The idea that one’s customers are one’s antagonists is to some degree a forbidden idea. So much business lingo is organized around the concept of serving customers and becoming their partners. Psychoanalysis suggests that while forbidden ideas may be repressed or displaced, they never disappear. This suggests that HP’s war against Autonomy- charging it with fraud, is a displacement of HP’s attack on its own customers. In effect, Autonomy is a scapegoat for the very difficult strategic challenge that HP faces. This is consistent with the idea that Autonomy was also once a stand-in, so to speak, for the new world of enterprise software, when it was first purchased. After all, looking at the purchase practically, it was Apotheker’s third choice. In both cases as stand-in and scapegoat, it was not just a company with real assets, but a symbol of HP’s prospects as well as difficulties. Indeed, it is common that people, who at one point are seen as heroes, are later seen as laughingstocks. As the song says, “the bigger they are, the harder they fall.” The deflation is the flip side of the inflation.

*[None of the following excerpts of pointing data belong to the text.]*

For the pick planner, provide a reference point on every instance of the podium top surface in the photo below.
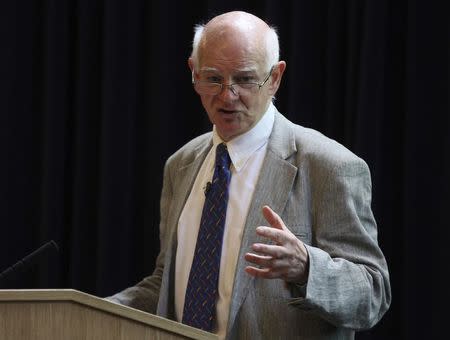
(75, 296)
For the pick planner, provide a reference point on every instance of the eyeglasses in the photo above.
(240, 88)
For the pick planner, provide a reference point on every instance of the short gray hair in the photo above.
(272, 46)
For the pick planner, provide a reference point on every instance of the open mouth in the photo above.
(227, 111)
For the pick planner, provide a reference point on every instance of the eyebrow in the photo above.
(243, 70)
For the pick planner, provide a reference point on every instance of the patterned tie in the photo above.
(201, 292)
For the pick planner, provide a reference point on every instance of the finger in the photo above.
(273, 218)
(264, 273)
(260, 260)
(269, 250)
(275, 235)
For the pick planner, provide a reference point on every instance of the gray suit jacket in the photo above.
(322, 191)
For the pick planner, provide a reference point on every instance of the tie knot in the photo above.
(222, 157)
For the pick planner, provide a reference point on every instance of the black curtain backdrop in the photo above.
(95, 95)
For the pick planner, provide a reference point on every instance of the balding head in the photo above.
(237, 30)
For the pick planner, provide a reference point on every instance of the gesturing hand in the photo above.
(287, 259)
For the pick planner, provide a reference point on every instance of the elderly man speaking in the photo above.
(266, 226)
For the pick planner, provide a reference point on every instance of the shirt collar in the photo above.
(243, 146)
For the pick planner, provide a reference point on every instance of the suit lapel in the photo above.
(274, 184)
(184, 180)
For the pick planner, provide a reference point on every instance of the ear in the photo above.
(191, 64)
(277, 74)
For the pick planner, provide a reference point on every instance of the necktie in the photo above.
(201, 292)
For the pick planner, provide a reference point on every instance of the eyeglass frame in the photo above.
(233, 90)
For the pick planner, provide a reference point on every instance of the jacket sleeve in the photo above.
(348, 283)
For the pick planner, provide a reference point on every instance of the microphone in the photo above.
(27, 261)
(207, 188)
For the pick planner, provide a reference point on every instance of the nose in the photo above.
(228, 92)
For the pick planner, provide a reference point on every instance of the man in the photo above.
(299, 256)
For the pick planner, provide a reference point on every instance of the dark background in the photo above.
(95, 95)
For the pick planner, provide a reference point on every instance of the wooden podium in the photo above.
(66, 314)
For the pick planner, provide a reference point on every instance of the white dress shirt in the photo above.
(247, 153)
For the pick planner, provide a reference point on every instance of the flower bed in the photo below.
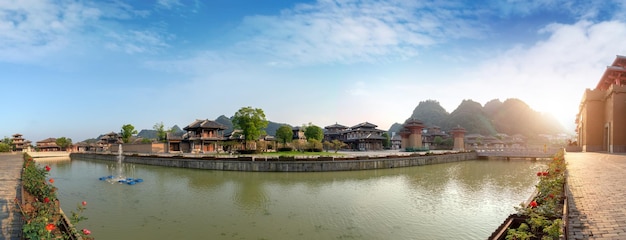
(541, 217)
(43, 217)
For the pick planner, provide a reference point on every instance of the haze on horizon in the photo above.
(78, 69)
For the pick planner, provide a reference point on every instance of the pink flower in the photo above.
(50, 227)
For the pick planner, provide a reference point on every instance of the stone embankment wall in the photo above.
(273, 165)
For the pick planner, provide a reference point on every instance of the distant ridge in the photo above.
(510, 117)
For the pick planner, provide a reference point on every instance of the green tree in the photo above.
(161, 132)
(314, 132)
(63, 142)
(284, 134)
(4, 147)
(251, 121)
(314, 145)
(386, 141)
(128, 131)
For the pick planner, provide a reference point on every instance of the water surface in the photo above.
(463, 200)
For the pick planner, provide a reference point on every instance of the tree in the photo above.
(336, 144)
(127, 132)
(314, 132)
(4, 147)
(161, 132)
(314, 145)
(251, 121)
(63, 142)
(284, 134)
(386, 141)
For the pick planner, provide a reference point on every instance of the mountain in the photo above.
(430, 112)
(510, 117)
(470, 115)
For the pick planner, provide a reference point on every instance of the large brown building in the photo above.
(601, 119)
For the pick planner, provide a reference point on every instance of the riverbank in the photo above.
(10, 216)
(284, 164)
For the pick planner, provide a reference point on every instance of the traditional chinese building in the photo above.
(48, 145)
(202, 136)
(19, 143)
(364, 137)
(334, 132)
(411, 134)
(601, 118)
(458, 134)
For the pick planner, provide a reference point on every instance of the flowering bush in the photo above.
(545, 210)
(40, 208)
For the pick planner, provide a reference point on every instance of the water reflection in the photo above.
(464, 200)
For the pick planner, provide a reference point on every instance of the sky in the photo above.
(79, 69)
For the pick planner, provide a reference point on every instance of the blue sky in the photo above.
(78, 69)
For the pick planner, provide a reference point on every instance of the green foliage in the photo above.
(284, 134)
(386, 141)
(546, 205)
(521, 233)
(314, 132)
(251, 121)
(314, 145)
(5, 147)
(337, 145)
(7, 140)
(63, 142)
(128, 131)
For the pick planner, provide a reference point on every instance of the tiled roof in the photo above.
(364, 125)
(205, 124)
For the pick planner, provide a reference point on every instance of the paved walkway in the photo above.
(10, 217)
(597, 189)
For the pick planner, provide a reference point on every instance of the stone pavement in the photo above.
(10, 216)
(597, 195)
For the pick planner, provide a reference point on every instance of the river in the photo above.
(462, 200)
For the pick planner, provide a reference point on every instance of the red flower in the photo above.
(50, 227)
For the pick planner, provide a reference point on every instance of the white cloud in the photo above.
(136, 41)
(169, 3)
(550, 75)
(31, 29)
(354, 31)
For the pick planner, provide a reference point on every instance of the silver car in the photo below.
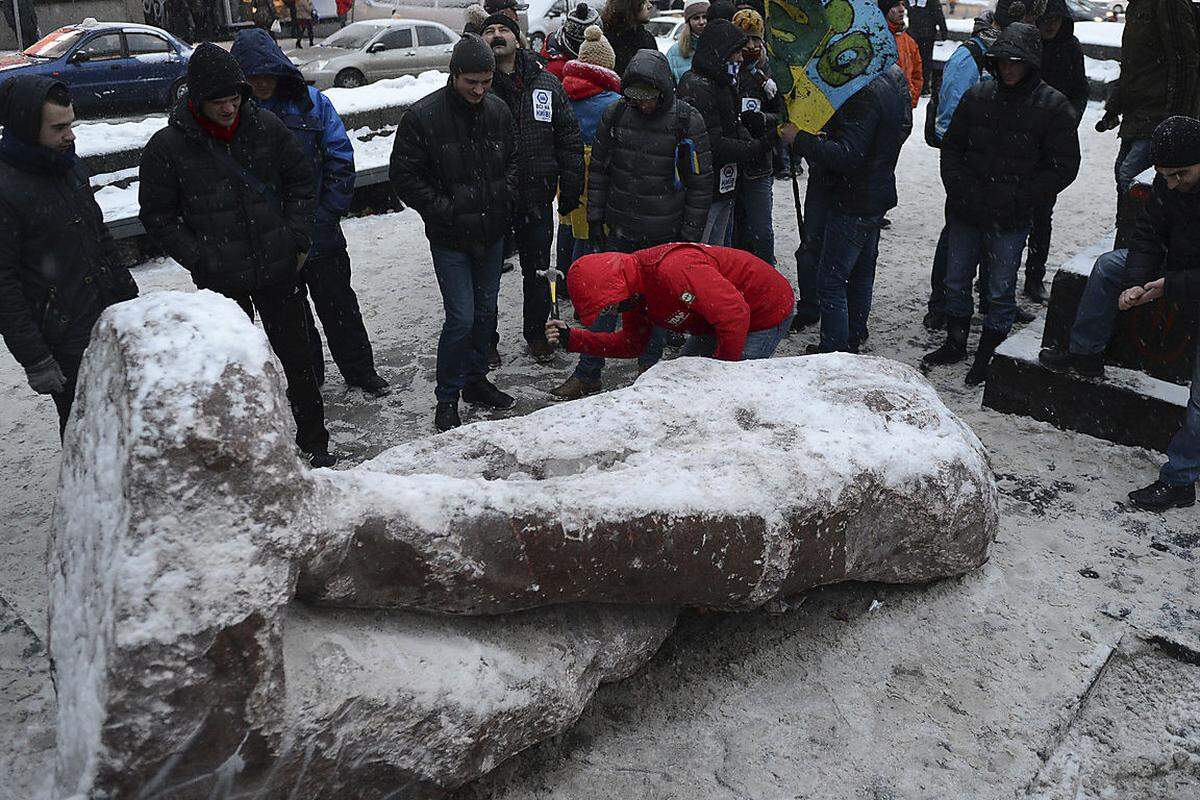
(373, 49)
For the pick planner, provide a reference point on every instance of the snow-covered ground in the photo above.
(865, 691)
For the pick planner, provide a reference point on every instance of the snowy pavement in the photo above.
(865, 691)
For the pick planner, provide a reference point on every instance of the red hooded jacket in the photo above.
(688, 288)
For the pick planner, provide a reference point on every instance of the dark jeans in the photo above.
(846, 277)
(533, 240)
(328, 277)
(753, 226)
(469, 283)
(1039, 244)
(1001, 251)
(285, 314)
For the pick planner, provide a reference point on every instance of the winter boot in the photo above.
(954, 349)
(447, 416)
(1161, 497)
(484, 392)
(988, 343)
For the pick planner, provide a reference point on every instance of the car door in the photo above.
(97, 68)
(156, 65)
(433, 48)
(393, 54)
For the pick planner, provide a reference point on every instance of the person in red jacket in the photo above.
(735, 305)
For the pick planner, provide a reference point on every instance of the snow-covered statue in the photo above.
(227, 621)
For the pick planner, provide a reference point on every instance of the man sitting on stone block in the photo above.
(733, 305)
(1165, 244)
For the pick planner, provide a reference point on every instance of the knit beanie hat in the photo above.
(472, 54)
(597, 49)
(749, 22)
(694, 7)
(503, 19)
(1176, 143)
(213, 72)
(576, 25)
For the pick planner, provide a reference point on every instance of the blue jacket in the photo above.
(960, 73)
(855, 162)
(315, 122)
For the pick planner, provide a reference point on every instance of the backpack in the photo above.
(977, 52)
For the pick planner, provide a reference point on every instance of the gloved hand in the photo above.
(558, 332)
(1110, 120)
(755, 122)
(46, 377)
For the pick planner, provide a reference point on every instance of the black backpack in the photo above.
(977, 53)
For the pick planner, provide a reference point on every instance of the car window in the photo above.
(145, 43)
(103, 47)
(429, 36)
(396, 40)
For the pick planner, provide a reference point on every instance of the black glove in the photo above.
(46, 377)
(755, 122)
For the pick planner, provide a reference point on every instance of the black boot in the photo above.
(1161, 497)
(988, 343)
(484, 392)
(447, 416)
(954, 349)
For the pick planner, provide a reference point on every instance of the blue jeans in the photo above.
(755, 232)
(1001, 252)
(808, 256)
(1098, 307)
(469, 288)
(1182, 464)
(846, 277)
(760, 344)
(720, 216)
(1133, 158)
(589, 366)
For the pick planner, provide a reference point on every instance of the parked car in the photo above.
(373, 49)
(108, 66)
(665, 30)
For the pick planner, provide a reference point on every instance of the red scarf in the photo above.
(213, 128)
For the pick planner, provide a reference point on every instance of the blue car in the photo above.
(108, 66)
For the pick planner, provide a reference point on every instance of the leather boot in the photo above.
(954, 349)
(988, 343)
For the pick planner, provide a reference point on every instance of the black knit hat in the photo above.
(1176, 143)
(503, 19)
(213, 72)
(472, 54)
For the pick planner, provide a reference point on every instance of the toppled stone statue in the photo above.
(225, 620)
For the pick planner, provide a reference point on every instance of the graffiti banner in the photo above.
(825, 50)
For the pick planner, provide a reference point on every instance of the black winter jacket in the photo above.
(627, 42)
(709, 88)
(58, 265)
(232, 233)
(1008, 150)
(1062, 60)
(1167, 241)
(651, 175)
(550, 152)
(456, 164)
(856, 158)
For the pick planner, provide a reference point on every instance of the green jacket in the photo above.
(1159, 66)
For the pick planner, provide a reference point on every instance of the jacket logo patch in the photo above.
(543, 104)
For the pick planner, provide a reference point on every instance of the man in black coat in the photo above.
(1011, 148)
(58, 264)
(711, 86)
(454, 161)
(1163, 260)
(228, 192)
(1062, 68)
(550, 158)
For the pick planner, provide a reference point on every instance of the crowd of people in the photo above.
(657, 172)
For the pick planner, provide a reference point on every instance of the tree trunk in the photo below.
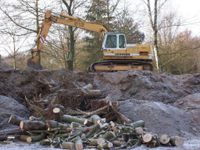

It may seem strange that a symbol can stimulate fundamental business decisions such as charging a company with fraud. But we have only to remember the passions that are stimulated when for example a citizen burns his country’s flag in protest. Materially, the flag is simply piece of cloth, a rag, but symbolically it represents a panoply of thoughts and feelings. The ways in which we symbolize settings, objects and people shapes the concrete ways through which we relate to them. When Autonomy became a symbol of HP’s entry into the world of software it also became a symbol for the frustrations and difficulties of entering that world.
My prediction is that HP’s charge of fraud will not stand, but that its strategic challenges will persist.